En recevant les militants des associations et institutions des droits humains récemment, à la faveur d’une marche de protestation contre les libérations politiques de présumés auteurs d’atteintes de la liberté humaine, le gouvernement du Mali, par la voix du ministre de la Justice, Me Mohamed Bathily, avait promis une réponse effective au besoin de justice dans le strict respect des droits. Un mois après, une autre libération très controversée vient d’être faite. Le geste entache sérieusement le discours du gouvernement auprès des sentinelles des droits.
Un mépris vis-à-vis du peuple malien, surtout les sentinelles des droits de la personne qui, à la faveur d’une marche de protestation, le 11 septembre dernier, avaient exprimé leur ras-le-bol après la libération politique de 23 éléments du MNLA et HCUA par le gouvernement du Mali en octobre 2013 ainsi que celle de 42 éléments des groupes armés intervenus le 15 juillet dernier et exigé au gouvernement le respect strict des textes et chartes ratifiés pour l’amélioration des droits humains.
Moins d’un mois, les autorités viennent de rééditer. Contre la volonté du peuple souverain, le gouvernement a libéré, le mercredi 1er octobre, l’ancien ministre de la Jeunesse du MNLA pendant l’occupation, Mohamed Zéiny Aguissa Maïga.
Arrêté le dimanche 28 septembre 2014 par les Forces armées et de sécurité aux environs de Gao, des« preuves irréfutables« ont été retrouvées contre lui, selon le ministère de la Défense et des Anciens combattants. Les autorités ont pris la lourde responsabilité de libérer l’ancien ministre du MNLA sous le prétexte méprisable « de mesure de confiance« .

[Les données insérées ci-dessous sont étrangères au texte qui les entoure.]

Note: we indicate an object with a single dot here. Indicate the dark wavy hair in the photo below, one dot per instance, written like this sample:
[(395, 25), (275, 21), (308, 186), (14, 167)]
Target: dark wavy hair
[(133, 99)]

Les défenseurs des droits humains estiment que le gouvernement renforce le sentiment de l’impunité.« La réconciliation et les processus de négociations prévus par la feuille de route des négociations signée à Alger par les parties le 24 juillet dernier afin de parvenir à un règlement définitif du conflit s’appuient sur le caractère impartial de la justice« , affirme Abas Touré d’Amnesty International, ajoutant qu’il ne peut y avoir de réconciliation juste et durable au Mali sans que soit apportée une réponse effective au besoin de justice dans le strict respect des droits aux recours et à un procès équitable.
Pour M. Touré, le processus passe par la lutte contre l’impunité parce que l’impunité est l’une des causes des différentes rébellions que le Mali a connues, ayant pour corollaire de nombreuses et graves violations des droits de l’Homme. Cette lutte est l’un des éléments essentiels d’une véritable réconciliation nationale et un gage de prévention de la vengeance.
« En bon défenseur des droits humains, nous n’allons plus nous taire quand le gouvernement viole l’indépendance du pouvoir judiciaire garantie par l’article 81 de la Constitution qui stipule : le pouvoir judiciaire est indépendant des pouvoirs exécutif et législatif. Il s’exerce par la Cour suprême et les autres cours et tribunaux…« , explique Me Moctar Mariko, président de l’Association malienne des droits de l’Homme (AMDH).
Selon Me Mariko, il s’agit de défendre les textes fondamentaux et le Code pénal. « Le Code est l’expression la plus solennelle de la volonté du peuple sur son être et son devenir, elle a vocation à survivre aux chefs d’Etat. Ceux-ci lui sont nécessairement subordonnés dans la mesure où elle détermine la nature de leur pouvoir et trace le cadre d’exercice de leurs fonctions. C’est le contrat par excellence entre les défenseurs du droit et les citoyens, qu’ils doivent user tous les moyens d’action pour dénoncer les violations des principes juridiques. Les libérations des détenus rebelles au nom des « mesures de confiance » entre l’Etat malien et les groupes armés, condition préalable à une reprise du dialogue entre les différentes parties constituent une violation flagrante de l’article 81 de la Constitution« , relève Me Mariko.
Les responsables des deux organisations ont interpellé le gouvernement face à la nécessité d’une justice équitable. « Notre combat reste le même et nos moyens d’action sont nombreux. Si le message ne passe pas au niveau des autorités, nous sommes prêts à saisir la Commission africaine de droits de l’Homme, la CPI et les autres cours compétentes« , font-ils valoir.